Le 21 mai, un événement marquant a eu lieu à Chongjin, ville industrielle clé dans le nord-est de la Corée du Nord. Ce territoire, qui abrite le plus important complexe sidérurgique du pays et se trouve tout près d’un chantier naval majeur, a vu le lancement d’un destroyer de 5 000 tonnes se transformer en fiasco. La présence de Kim Jong-un et des hauts responsables du régime témoignait de l’importance de cet essai pour les autorités, qui espéraient montrer leur puissance militaire.
Un lancement qui se passe mal
Le but affiché était de moderniser une flotte vieillissante héritée de l’ère soviétique, mais le résultat fut tout autre. En effet, le nouveau destroyer a chaviré peu de temps après son entrée dans l’eau. La technique de « lancement latéral » employée, rarement utilisée pour des navires militaires, ne s’est pas avérée adaptée. Le navire a perdu l’équilibre, provoquant l’enfoncement de la poupe et le blocage de la proue sur la rampe, ce qui a conduit à son basculement.

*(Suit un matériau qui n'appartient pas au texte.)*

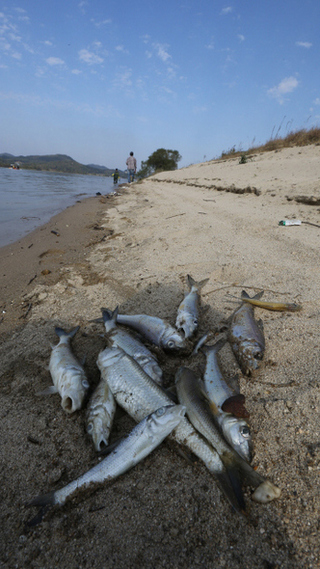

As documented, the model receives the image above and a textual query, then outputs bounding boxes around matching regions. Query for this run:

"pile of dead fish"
[29,275,300,519]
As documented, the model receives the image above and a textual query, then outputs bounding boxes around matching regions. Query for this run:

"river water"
[0,168,125,247]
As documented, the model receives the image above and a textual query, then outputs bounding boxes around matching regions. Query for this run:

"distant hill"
[0,153,126,178]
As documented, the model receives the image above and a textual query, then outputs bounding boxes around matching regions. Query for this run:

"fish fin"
[26,491,56,508]
[241,290,264,300]
[164,385,179,403]
[100,435,128,456]
[36,385,58,397]
[54,326,80,340]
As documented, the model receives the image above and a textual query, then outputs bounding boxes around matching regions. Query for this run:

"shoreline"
[0,147,320,569]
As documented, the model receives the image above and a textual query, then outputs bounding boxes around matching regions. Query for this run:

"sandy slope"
[0,146,320,569]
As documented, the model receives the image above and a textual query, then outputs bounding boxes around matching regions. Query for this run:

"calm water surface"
[0,168,124,247]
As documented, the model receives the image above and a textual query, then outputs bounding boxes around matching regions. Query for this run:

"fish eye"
[240,426,251,439]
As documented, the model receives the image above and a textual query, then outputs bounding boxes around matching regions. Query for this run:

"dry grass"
[221,127,320,158]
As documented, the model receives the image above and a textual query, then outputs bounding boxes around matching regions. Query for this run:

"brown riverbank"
[0,146,320,569]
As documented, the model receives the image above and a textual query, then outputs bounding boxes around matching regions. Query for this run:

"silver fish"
[28,405,185,507]
[176,275,209,338]
[46,326,89,413]
[113,314,187,352]
[176,367,280,509]
[86,378,116,451]
[102,308,162,385]
[97,348,250,510]
[202,339,252,462]
[228,291,265,375]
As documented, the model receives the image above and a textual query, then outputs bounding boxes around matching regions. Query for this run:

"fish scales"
[49,326,89,413]
[28,402,185,507]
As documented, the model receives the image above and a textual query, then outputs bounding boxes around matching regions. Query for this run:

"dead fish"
[241,290,302,312]
[97,348,252,511]
[202,338,252,462]
[102,307,162,385]
[228,291,265,375]
[86,378,116,452]
[112,314,187,352]
[28,405,185,508]
[42,326,89,413]
[176,367,280,509]
[176,275,209,338]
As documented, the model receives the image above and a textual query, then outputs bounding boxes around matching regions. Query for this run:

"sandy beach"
[0,145,320,569]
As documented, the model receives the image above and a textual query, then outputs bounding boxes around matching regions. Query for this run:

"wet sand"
[0,146,320,569]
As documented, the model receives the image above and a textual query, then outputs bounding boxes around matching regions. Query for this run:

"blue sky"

Dès cet instant, l’épave a été recouverte de bâches bleues tandis que des opérations de pompage et de redressement sont prévues dans les jours à venir. Cet incident dévoile bien les défis techniques liés à cette méthode particulière pour un navire militaire, jamais testée auparavant par la Corée du Nord.

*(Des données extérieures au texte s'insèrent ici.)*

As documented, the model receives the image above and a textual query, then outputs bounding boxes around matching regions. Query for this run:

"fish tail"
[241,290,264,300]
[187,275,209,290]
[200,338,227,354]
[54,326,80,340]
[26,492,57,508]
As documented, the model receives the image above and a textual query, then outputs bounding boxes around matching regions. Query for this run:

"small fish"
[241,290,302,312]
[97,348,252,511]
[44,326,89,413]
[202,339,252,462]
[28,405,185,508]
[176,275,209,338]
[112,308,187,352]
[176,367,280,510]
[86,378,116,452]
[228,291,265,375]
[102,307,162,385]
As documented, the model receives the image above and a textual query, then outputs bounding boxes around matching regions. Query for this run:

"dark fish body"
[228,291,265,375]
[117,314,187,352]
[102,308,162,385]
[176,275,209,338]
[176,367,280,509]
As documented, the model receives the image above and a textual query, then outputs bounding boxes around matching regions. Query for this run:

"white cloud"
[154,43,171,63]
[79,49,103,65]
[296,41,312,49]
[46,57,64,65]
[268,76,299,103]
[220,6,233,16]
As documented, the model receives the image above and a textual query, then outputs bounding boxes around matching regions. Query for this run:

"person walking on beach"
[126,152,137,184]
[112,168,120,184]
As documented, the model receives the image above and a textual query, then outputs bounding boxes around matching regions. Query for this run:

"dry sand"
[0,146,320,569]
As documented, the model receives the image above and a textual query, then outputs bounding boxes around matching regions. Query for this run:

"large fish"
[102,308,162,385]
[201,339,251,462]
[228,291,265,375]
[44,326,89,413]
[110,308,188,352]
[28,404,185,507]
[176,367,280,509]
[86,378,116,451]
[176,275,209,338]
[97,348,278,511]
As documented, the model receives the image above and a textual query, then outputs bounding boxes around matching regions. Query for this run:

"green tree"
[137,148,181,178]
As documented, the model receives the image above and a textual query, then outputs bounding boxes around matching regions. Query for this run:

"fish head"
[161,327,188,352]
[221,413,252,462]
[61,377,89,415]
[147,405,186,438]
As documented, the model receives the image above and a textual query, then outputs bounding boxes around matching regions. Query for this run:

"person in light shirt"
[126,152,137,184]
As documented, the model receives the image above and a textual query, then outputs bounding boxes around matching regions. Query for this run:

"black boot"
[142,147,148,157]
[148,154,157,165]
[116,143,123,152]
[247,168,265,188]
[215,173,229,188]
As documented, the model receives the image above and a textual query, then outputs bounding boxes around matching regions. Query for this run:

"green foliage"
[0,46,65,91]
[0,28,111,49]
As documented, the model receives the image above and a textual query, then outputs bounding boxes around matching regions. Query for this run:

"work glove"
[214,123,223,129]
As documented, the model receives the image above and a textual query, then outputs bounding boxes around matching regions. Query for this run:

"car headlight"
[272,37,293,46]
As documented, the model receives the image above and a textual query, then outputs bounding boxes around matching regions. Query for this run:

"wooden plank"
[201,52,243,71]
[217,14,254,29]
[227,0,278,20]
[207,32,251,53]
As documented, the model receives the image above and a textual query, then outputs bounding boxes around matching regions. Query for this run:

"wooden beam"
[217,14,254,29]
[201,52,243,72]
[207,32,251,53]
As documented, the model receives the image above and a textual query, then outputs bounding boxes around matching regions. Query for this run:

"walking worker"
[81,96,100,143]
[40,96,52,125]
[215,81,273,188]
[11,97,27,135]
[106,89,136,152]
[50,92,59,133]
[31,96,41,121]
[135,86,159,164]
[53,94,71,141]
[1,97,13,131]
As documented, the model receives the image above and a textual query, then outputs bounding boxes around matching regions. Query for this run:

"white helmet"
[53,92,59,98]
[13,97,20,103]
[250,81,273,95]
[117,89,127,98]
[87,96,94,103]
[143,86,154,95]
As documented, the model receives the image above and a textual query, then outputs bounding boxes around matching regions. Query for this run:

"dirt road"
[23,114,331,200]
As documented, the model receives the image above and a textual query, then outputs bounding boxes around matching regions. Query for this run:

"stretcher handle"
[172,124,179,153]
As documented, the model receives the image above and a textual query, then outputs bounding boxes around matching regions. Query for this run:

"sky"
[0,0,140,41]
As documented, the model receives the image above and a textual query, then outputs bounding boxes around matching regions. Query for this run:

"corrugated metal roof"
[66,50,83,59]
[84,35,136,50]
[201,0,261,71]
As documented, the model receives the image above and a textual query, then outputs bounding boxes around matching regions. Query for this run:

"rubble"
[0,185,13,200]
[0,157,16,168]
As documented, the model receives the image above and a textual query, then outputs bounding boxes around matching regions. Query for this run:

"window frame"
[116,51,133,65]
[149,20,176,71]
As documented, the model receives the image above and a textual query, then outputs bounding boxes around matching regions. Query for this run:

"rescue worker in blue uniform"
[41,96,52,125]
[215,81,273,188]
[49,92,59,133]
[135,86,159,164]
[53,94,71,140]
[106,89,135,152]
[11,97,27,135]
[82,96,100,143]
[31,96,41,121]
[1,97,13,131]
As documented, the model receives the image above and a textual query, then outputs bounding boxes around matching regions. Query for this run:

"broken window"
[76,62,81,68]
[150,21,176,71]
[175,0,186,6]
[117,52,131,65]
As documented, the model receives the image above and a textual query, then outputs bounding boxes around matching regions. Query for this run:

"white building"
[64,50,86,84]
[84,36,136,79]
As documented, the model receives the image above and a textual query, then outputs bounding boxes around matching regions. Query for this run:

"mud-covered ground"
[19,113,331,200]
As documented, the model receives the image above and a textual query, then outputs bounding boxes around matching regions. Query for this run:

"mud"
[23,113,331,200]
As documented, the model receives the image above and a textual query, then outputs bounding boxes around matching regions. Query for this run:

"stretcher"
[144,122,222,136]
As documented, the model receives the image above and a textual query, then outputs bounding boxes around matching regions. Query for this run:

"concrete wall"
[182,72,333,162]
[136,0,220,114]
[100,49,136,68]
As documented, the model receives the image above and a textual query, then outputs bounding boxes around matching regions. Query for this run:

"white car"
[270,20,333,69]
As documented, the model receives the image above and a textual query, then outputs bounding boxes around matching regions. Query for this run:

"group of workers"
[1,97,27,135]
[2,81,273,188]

https://twitter.com/tom_bike/status/1925551029052985777
Construction express et surcharge
Le destroyer a été construit en moins de 400 jours, ce qui est bien en dessous des normes internationales où un tel projet dure entre trois et six ans. Cette précipitation, décidée par Kim Jong-un lui-même, a conduit à passer à côté d’étapes importantes dans la conception et la sécurité. On compte environ 70 systèmes d’armement installés avant le lancement, alors que d’habitude on opte pour une mise à l’eau avec un armement limité.

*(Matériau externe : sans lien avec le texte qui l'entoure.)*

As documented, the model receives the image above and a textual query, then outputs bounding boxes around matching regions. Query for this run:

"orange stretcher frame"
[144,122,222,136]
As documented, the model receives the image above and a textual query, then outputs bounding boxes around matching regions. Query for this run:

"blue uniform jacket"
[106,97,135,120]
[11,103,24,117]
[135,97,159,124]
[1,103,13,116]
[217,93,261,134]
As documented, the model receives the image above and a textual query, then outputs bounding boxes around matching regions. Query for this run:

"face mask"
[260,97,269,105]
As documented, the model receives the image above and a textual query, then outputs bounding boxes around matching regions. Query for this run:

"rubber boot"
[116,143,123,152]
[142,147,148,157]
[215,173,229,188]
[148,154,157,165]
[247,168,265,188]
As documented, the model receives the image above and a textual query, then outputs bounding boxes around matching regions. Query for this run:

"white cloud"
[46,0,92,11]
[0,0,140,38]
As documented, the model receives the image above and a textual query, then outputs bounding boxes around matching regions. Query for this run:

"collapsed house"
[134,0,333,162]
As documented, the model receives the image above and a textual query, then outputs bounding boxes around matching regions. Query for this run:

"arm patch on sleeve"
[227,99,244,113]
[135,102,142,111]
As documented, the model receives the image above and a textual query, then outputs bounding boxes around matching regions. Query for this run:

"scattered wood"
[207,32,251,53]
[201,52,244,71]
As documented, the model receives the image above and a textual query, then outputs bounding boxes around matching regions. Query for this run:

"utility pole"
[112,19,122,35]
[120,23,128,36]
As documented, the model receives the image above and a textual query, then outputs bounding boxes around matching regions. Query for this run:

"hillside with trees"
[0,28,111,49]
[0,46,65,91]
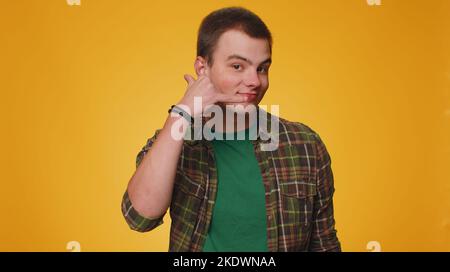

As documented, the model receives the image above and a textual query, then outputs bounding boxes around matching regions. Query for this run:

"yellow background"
[0,0,450,251]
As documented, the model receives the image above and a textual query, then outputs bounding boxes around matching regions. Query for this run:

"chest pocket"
[279,171,317,251]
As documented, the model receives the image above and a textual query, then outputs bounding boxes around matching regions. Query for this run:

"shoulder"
[279,118,321,144]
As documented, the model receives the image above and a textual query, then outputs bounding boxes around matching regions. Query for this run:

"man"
[122,7,341,251]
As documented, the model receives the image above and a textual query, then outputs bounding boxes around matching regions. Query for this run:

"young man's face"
[200,30,271,106]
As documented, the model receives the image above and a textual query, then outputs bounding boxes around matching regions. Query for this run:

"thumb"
[184,74,195,86]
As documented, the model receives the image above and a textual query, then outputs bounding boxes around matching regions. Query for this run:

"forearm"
[128,113,187,218]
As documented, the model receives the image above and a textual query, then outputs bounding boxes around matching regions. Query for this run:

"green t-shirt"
[203,127,268,252]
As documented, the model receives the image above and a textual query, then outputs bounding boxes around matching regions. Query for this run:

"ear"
[194,56,209,77]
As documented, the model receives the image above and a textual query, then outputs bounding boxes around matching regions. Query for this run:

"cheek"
[214,73,241,93]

Face à la pression exercée par Kim Jong-un pour moderniser rapidement la flotte, ces erreurs se sont révélées fatales. Le dirigeant n’était pas tendre en qualifiant l’échec de « catastrophique » et d’« acte criminel », ce qui reflète le mécontentement au sommet du pouvoir. Quatre responsables ont été arrêtés, y compris l’ingénieur en chef et un haut fonctionnaire du ministère des Munitions.
Réactions à l’international et retombées
Peu après ce coup d’arrêt embarrassant, des missiles de croisière ont été lancés dans les eaux à l’est de la péninsule coréenne, une manœuvre claire pour détourner l’attention internationale. Les images satellites montrent le destroyer, qui mesure 144 mètres, allongé sur le côté sous une gigantesque bâche bleue, confirmant ainsi l’ampleur des dégâts.
Les spécialistes consultés à l’international jugent que les dégâts subis par le navire sont bien plus sérieux que ce que prétendent les médias d’État nord-coréens. Yang Uk, expert naval reconnu, a d’ailleurs noté que « il semble un peu tordu après l’accident ».